Key issues include inside buildup, Corporate-Owned-Life-Insurance and Bank-Owned-Life-Insurance, the estate tax, general federal tax rates, non-qualified deferred compensation plans and the dividend-received deductions on variable annuity contracts.
Based on the Obama administration’s proposed 2013 budget, other provisions on the table include generation-skipping transfer taxes and grantor retained annuity trusts.
“This was a status quo election,” said Eli Lehrer, president of the R Street Institute, a think tank.
“The Senate will stay Democratic and the House Republican. President Obama will stay in the White House,” Lehrer said.
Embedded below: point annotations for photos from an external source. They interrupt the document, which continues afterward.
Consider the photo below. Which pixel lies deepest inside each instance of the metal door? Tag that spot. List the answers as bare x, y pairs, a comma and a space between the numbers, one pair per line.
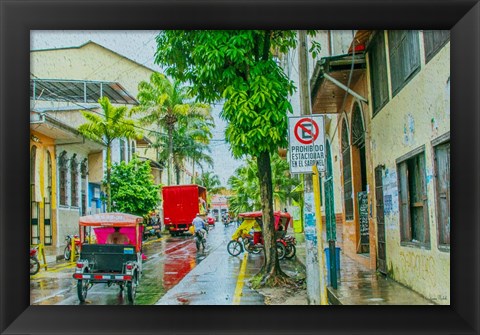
382, 248
329, 199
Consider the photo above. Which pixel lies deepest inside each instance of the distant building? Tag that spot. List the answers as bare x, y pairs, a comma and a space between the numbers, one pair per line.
67, 169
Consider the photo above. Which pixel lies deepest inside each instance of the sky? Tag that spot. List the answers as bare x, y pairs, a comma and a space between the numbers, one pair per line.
139, 46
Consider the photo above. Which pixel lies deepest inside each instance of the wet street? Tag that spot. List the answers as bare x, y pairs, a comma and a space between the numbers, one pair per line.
174, 273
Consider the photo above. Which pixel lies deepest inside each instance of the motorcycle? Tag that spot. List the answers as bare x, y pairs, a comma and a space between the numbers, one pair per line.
34, 263
150, 230
200, 239
67, 252
246, 243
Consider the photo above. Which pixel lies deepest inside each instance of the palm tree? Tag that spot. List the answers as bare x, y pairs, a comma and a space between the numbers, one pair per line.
163, 103
107, 127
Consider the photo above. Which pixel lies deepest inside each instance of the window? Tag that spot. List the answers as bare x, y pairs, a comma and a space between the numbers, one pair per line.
434, 41
74, 180
442, 185
122, 150
347, 173
62, 166
378, 72
412, 195
404, 57
83, 174
340, 41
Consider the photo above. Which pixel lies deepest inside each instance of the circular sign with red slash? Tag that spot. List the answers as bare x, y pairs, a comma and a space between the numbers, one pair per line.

At the same time, in acknowledging his victory, President Obama strongly signaled a renewed attempt to work across the congressional aisle with Republicans. And, in his concession speech, Republican Mitt Romney also dropped the stridency of the presidential campaign, and implied he would not attempt to hinder the president in carrying out government policies.
The first implication is that implementation of the Patient Protection and Affordable Care Act (PPACA) will continue.
“After two years of raging debate about health care and the most expensive and polarizing presidential election campaign in our nation’s history, Obamacare won tonight – and it’s here to stay,” said Ethan Rome, executive director of Health Care for America Now. “The re-election of President Obama seals the deal.”
Karen Ignagni, president and CEO of America’s Health Insurance Plans said in a statement this morning that, “We congratulate President Barack Obama and members of Congress in both parties for winning their elections.”
She said health plans are committed to working with policymakers to make coverage more affordable, promote choice and competition, and maintain a strong safety net for our nation’s most vulnerable populations.
“As the health care reform law is implemented, policymakers must prioritize affordability for consumers and employers,” Ignagni said. “Several provisions in the law, such as the new premium tax, minimum coverage requirements, and age rating restrictions, need to be addressed to keep coverage as affordable as possible and ensure broad participation in the system.”
However, a key question remains, whether, as rumored, the administration moves to delay implementation of the exchange system from Jan. 1, 2014 to perhaps Jan. 2015.
Beth Mantz-Steindecker, a health regulatory analyst at Washington Analysis, is suggesting that implementation of the exchanges may be pushed back because so few states are prepared to implement the program.
Washington Analysis analyst Ira Loss also confirms that it is unlikely that insurance agents will be able to win an exemption from the Medical Loss Ratio (MLR), their No. 1 legislative priority, given the election results.
Such legislation has passed a House panel, but whether the full House will decide to proceed with floor action in the face of the likelihood that Senate Democrats have the votes to block its passage is a very big question.